8.10. Entire Agreement and Conflict. This Agreement, together with all Exhibits hereto, and Schedules hereto (if any), constitutes the complete, final and exclusive statement of the terms of the Agreement among the parties pertaining to the subject matter hereof and supersedes all prior agreements, understandings, negotiations and discussions of the parties. No modification or rescission of this Agreement shall be binding unless executed in writing by the party to be bound thereby. In the event of any conflict between the terms and conditions of this Agreement and an exhibit or schedule, the terms and conditions of the exhibit or schedule shall prevail.
8.11. Force Majeure. Either party shall be excused from any delay or failure in performance hereunder, except the payment of moneys by Licensee, caused by reason of any occurrence or contingency beyond its reasonable control, including but not limited to, acts of God, earthquake, floods, lightning, labor disputes and strikes, other labor or industrial disturbances, riots, war, acts of the public enemy, insurrections, embargoes, blockages, regulations or orders of any government, agency or subdivision thereof, shortages of materials, rationing, utility or communication failures, casualty, novelty of product manufacture or other unanticipated product development problems, and governmental requirements. The obligations and rights of the party so excused shall be extended on a day-to-day basis for the period of time equal to that of the underlying cause of the delay; provided that such party shall give notice of such force majeure event to the other party as soon as reasonably possible.

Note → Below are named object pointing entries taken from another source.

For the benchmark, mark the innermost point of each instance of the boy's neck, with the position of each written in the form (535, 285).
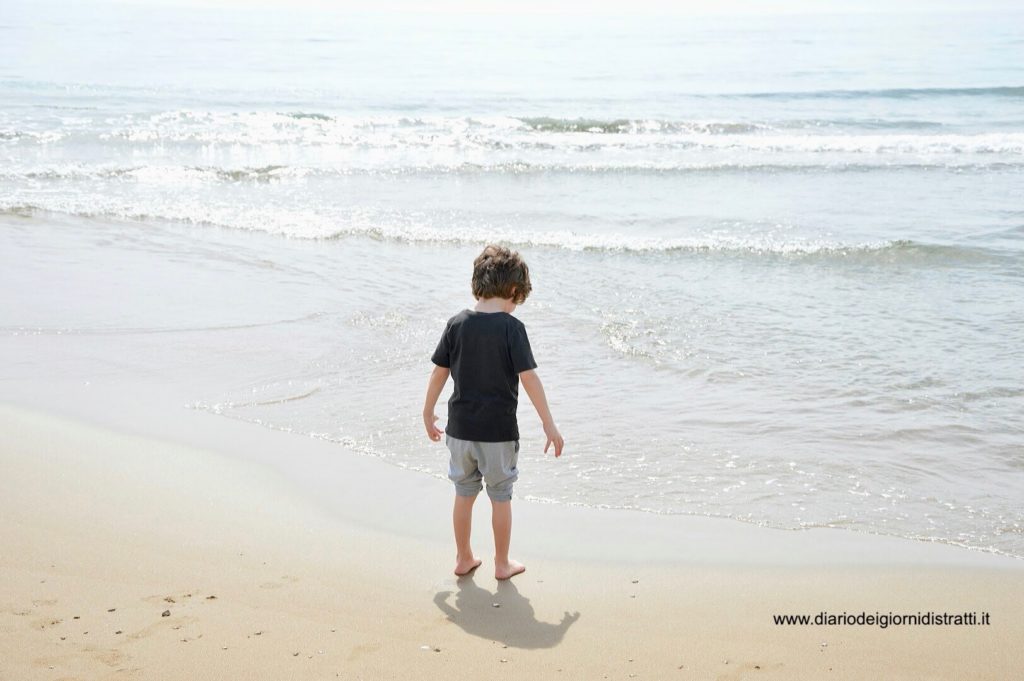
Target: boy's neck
(495, 305)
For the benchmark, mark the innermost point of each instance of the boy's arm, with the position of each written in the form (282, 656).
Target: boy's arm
(434, 387)
(531, 384)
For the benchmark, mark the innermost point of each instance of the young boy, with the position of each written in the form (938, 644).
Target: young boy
(486, 352)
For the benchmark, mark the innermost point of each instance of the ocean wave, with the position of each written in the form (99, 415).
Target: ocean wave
(742, 241)
(504, 134)
(890, 93)
(172, 174)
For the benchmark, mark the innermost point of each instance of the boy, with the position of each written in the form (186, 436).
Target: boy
(486, 352)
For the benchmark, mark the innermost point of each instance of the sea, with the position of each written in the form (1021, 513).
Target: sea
(777, 259)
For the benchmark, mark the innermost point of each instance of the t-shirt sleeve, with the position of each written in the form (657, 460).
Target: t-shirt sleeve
(442, 354)
(522, 354)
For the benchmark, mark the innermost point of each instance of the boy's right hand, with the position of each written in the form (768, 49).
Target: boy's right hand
(433, 432)
(554, 437)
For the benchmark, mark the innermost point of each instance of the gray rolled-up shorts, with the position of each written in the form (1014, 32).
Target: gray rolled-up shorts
(495, 463)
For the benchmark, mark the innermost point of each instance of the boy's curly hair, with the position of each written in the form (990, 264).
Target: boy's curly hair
(500, 272)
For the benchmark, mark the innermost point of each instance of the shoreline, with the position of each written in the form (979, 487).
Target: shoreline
(326, 463)
(108, 523)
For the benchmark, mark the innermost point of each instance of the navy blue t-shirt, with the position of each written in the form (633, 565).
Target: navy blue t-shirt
(485, 352)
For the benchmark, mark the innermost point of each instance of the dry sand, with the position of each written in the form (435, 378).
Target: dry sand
(195, 547)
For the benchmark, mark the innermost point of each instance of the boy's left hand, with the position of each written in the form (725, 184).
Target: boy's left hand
(433, 432)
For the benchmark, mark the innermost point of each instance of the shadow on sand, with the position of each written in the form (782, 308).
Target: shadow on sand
(512, 624)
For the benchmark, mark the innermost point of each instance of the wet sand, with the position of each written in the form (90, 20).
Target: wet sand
(179, 549)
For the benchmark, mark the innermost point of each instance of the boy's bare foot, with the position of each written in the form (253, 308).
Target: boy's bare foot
(509, 569)
(464, 567)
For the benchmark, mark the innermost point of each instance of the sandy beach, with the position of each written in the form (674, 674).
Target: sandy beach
(174, 549)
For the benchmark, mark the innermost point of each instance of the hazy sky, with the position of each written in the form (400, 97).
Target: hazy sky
(633, 7)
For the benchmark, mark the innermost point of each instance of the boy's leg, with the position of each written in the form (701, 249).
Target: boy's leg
(501, 523)
(462, 519)
(466, 475)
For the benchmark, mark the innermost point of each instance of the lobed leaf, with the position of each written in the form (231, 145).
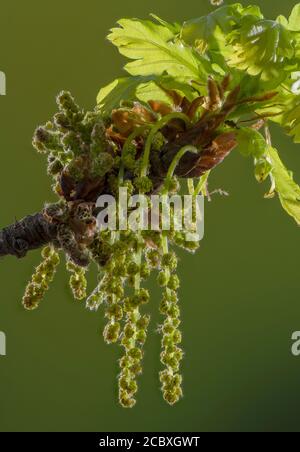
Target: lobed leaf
(251, 142)
(155, 50)
(285, 186)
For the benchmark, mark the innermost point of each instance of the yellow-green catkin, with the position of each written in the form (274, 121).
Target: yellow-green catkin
(78, 282)
(216, 2)
(135, 330)
(41, 279)
(171, 355)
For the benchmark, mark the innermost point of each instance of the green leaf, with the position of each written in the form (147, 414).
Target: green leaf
(286, 188)
(143, 89)
(251, 142)
(262, 169)
(120, 89)
(261, 47)
(174, 28)
(208, 31)
(155, 50)
(294, 19)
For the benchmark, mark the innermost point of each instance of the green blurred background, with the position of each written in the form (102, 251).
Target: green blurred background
(239, 294)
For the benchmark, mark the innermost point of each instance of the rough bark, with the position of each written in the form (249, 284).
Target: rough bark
(34, 231)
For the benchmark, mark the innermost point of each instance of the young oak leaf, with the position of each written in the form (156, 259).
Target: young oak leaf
(142, 89)
(111, 95)
(287, 189)
(208, 32)
(156, 50)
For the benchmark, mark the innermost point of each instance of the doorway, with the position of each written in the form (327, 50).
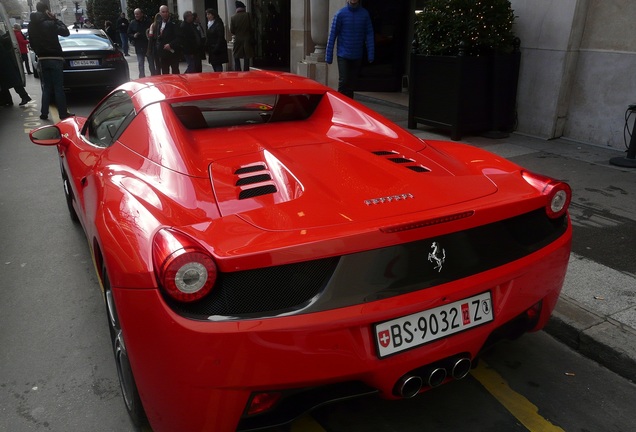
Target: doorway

8.12. Presumptions/Review. In construing the terms of this Agreement, no presumption shall operate in either party’s favor as a result of that party’s counsel’s role in drafting the terms or provisions hereof. Further, it is agreed that Licensee has had a full and fair opportunity to review the terms herein and to consult with legal counsel before clicking on “I Accept.” Accordingly, because Licensee has had ample review opportunities and because Licensee is and was free to elect not to accept these terms, Licensee acknowledges that this is not a contract of adhesion.
8.13. Authority. Each party represents that all corporate action necessary for the authorization, acceptance and delivery of this Agreement by such party and the performance of its obligations hereunder has been taken.

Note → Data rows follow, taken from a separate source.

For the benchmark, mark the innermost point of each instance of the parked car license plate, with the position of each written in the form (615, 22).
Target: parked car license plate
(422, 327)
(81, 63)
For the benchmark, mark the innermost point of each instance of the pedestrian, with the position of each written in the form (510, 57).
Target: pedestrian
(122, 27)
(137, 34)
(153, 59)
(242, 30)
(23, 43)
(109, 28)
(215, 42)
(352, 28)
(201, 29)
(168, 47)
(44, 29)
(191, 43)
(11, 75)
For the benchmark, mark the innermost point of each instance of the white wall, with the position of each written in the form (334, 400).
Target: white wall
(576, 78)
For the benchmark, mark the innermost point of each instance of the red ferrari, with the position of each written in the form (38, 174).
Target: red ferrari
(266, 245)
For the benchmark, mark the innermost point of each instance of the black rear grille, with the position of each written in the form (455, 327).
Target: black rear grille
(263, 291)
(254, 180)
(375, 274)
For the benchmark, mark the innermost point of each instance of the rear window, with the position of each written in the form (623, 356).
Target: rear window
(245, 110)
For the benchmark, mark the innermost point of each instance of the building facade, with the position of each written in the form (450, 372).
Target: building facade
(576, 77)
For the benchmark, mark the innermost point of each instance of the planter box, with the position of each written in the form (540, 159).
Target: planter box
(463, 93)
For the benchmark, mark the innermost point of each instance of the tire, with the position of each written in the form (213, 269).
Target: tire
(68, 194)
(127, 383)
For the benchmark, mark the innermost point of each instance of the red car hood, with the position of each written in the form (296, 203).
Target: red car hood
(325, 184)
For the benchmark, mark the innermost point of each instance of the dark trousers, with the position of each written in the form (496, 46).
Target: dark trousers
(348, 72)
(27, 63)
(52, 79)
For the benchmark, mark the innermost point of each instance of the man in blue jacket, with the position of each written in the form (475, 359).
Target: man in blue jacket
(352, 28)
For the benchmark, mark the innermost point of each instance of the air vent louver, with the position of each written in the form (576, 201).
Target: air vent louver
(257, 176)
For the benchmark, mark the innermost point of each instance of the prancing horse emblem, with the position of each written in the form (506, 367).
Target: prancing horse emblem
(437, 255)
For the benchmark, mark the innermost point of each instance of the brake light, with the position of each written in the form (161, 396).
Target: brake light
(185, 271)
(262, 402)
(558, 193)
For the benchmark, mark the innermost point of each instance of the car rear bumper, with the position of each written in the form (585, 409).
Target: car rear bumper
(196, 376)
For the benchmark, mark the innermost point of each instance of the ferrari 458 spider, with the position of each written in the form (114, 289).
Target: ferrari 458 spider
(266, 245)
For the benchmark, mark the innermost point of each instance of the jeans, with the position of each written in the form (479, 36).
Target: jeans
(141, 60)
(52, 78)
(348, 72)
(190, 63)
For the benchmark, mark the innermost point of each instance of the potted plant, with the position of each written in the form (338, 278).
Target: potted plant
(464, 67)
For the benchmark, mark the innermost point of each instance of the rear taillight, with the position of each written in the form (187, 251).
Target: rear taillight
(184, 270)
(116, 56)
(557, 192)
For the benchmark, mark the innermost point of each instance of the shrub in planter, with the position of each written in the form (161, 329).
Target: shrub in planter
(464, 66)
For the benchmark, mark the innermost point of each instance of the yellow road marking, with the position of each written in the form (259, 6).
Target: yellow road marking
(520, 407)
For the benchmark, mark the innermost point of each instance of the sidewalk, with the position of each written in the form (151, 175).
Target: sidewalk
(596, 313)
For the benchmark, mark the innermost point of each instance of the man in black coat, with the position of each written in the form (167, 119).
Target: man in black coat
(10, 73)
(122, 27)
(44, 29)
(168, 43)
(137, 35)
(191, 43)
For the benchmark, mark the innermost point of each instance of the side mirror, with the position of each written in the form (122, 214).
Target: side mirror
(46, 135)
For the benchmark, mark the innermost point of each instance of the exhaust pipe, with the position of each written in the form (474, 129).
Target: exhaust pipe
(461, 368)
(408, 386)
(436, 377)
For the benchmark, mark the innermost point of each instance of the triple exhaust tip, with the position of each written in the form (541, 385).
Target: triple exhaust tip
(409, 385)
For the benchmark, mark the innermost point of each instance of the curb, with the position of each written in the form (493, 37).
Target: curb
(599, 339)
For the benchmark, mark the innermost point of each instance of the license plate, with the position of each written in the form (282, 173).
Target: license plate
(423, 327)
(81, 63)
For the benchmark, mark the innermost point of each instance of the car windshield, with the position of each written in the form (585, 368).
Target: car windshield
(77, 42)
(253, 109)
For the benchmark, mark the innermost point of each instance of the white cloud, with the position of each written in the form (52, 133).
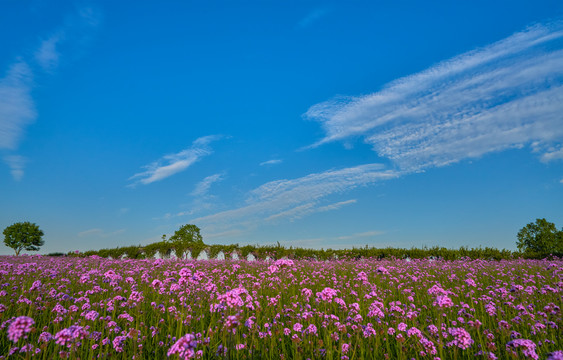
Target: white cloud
(47, 56)
(172, 164)
(552, 154)
(506, 95)
(301, 211)
(297, 197)
(271, 162)
(312, 17)
(16, 164)
(360, 235)
(202, 188)
(96, 232)
(17, 109)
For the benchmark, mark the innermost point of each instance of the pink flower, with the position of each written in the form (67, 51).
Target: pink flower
(462, 339)
(443, 301)
(63, 337)
(184, 347)
(312, 329)
(556, 355)
(528, 347)
(19, 327)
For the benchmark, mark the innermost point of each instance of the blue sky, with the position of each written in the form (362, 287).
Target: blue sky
(315, 124)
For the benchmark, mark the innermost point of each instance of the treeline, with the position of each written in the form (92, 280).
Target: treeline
(165, 249)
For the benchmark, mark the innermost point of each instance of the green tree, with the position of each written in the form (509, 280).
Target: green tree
(187, 234)
(540, 238)
(23, 236)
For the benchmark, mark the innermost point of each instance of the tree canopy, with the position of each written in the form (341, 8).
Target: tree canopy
(187, 234)
(23, 236)
(540, 238)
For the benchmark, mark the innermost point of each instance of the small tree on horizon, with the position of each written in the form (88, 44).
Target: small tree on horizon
(540, 238)
(187, 234)
(23, 236)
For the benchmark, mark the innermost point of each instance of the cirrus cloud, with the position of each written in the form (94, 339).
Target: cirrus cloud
(506, 95)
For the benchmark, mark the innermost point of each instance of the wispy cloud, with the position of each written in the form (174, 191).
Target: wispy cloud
(506, 95)
(16, 164)
(172, 164)
(271, 162)
(297, 197)
(47, 55)
(552, 154)
(96, 232)
(312, 17)
(361, 235)
(301, 211)
(17, 108)
(202, 188)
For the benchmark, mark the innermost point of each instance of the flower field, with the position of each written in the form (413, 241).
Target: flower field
(90, 308)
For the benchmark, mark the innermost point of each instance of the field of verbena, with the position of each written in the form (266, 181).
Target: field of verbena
(367, 309)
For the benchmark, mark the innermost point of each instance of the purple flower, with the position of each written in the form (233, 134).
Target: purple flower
(556, 355)
(184, 347)
(19, 327)
(462, 339)
(63, 337)
(528, 347)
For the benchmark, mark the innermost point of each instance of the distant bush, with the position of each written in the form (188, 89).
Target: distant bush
(166, 249)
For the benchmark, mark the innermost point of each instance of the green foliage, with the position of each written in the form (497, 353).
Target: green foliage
(187, 234)
(540, 239)
(23, 236)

8.14. Legal Expenses. The prevailing party in any legal action brought by one party against the other and arising out of this Agreement will be entitled, in addition to any other rights and remedies it may have, to reimbursement for its expenses, including court costs and reasonable attorneys’ fees.
8.15. Government End-Users. The Software and accompanying Documentation are deemed to be “commercial computer software” and “commercial computer software documentation,” respectively, pursuant to DFAR Section 227.7202 and FAR Section 2.212, as applicable. Any use, modification, reproduction, release, performing, displaying or disclosing of the Software by the U.S. Government shall be governed solely by the terms of this Agreement and shall be prohibited except to the extent expressly permitted by the terms of this Agreement.
USE OF THE SOFTWARE IS SUBJECT TO THE TERMS OF THIS LICENSE AGREEMENT. YOU SHOULD NOT DOWNLOAD OR USE THE SOFTWARE UNTIL YOU HAVE READ THIS LICENSE AGREEMENT. BY CLICKING ON “I ACCEPT,” YOU SIGNIFY THAT YOU HAVE READ THIS LICENSE AGREEMENT AND ACCEPT ITS TERMS.